Even though Japan gained the unanimous backing of the members last month to become the 12th member of the talks, it cannot take part until the U.S. completes the 90-day notice required by Congress to admit it. The earliest Japan can join is expected to be the July round in Malaysia.
With Japan seeking to protect its rice and other sensitive agricultural products by retaining tariffs through the TPP negotiations, decisions by the existing members at the 10-day meeting could affect Tokyo’s plans for the talks.
Decisions already made by TPP members are not renegotiable as countries aim to conclude a deal by the end of the year.
A total of 17 working groups will hold meetings this round. The one on market access, which deals with tariffs on farm products among others, will meet May 20-24, according to the Peruvian trade ministry.
Prior to the start of the meeting, Japanese officials said they plan on sending its members to the Latin American country to gather information on the negotiations.
“It is important to ask (for information) before and after the meeting, as Japan cannot attend even as an observer,” a senior official said.
The 11 members of the negotiations are Australia, Brunei, Canada, Chile, Malaysia, Mexico, New Zealand, Peru, Singapore, the United States and Vietnam.

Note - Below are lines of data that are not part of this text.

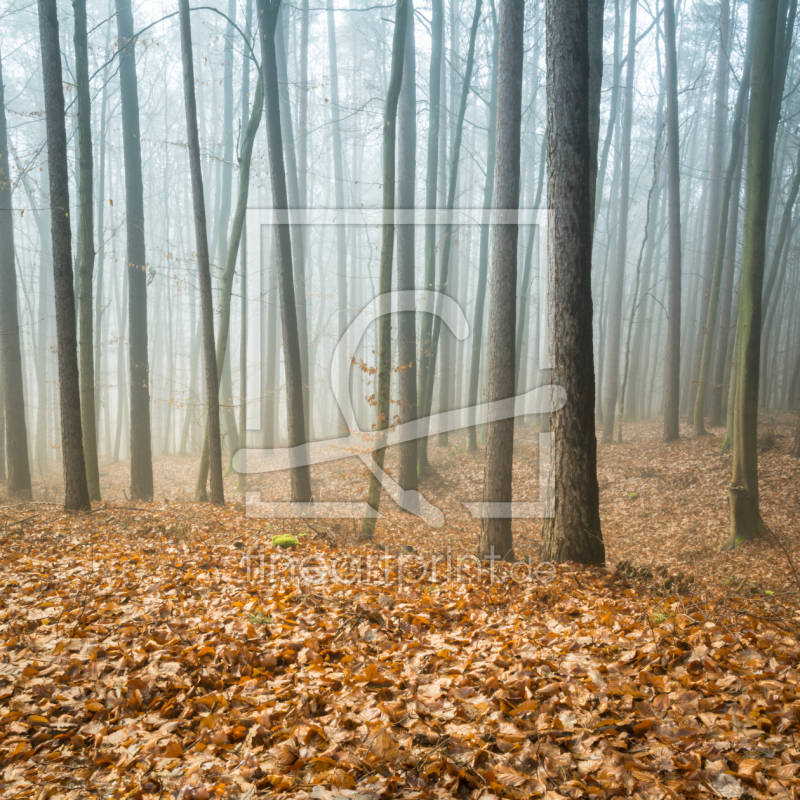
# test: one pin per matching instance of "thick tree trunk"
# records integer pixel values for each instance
(673, 380)
(213, 440)
(612, 116)
(718, 390)
(617, 286)
(343, 367)
(483, 250)
(228, 274)
(297, 230)
(300, 475)
(98, 300)
(495, 539)
(712, 304)
(428, 367)
(19, 472)
(383, 408)
(87, 253)
(76, 490)
(744, 501)
(709, 294)
(136, 260)
(596, 13)
(573, 532)
(406, 321)
(431, 189)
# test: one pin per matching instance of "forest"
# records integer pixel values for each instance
(399, 399)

With Japan’s entry, the TPP countries would account for nearly 40 percent of global economic output and about a third of world trade, even without China as a member.
Japan has been accelerating its free-trade negotiations, both bilaterally and multilaterally, as the government under Prime Minister Shinzo Abe seeks to boost the country’s exports to help revive its economy.

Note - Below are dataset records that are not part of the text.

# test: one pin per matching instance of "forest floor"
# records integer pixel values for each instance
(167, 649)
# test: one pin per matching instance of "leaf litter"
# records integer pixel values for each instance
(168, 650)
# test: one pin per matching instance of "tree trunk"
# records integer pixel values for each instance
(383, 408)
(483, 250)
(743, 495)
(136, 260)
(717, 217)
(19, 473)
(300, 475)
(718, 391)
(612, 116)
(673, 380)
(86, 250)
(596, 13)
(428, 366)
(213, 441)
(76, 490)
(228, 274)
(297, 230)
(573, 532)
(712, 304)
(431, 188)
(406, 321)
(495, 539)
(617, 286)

But Japanese farmers who have long been protected by tariffs have voiced concerns that the country’s participation in the free-trade talks would lead to an influx of cheap foreign products.
In this regard, Japanese Ambassador to the U.S. Kenichiro Sasae said Wednesday in Washington that Japan aims for a “high-standard” TPP agreement, brushing aside concerns among member states that Tokyo may demand a number of exceptions that could make the entire trade framework just a patchwork.
Asked whether Japan is really pursuing a high-standard and comprehensive TPP agreement, “the answer is yes,” Sasae said in a speech in Washington.
Sasae said that Japan has already been working with the U.S. to create high-standard rules in intellectual property protection, investment liberalization and other fields.
Japan has some items that need to be protected from competition, including farm products, like the U.S. and other countries involved in the TPP talks, but this will not hamper progress in the talks, he said.
Sasae said Japan’s decision to join the TPP talks is not designed to counter the threat from any specific country.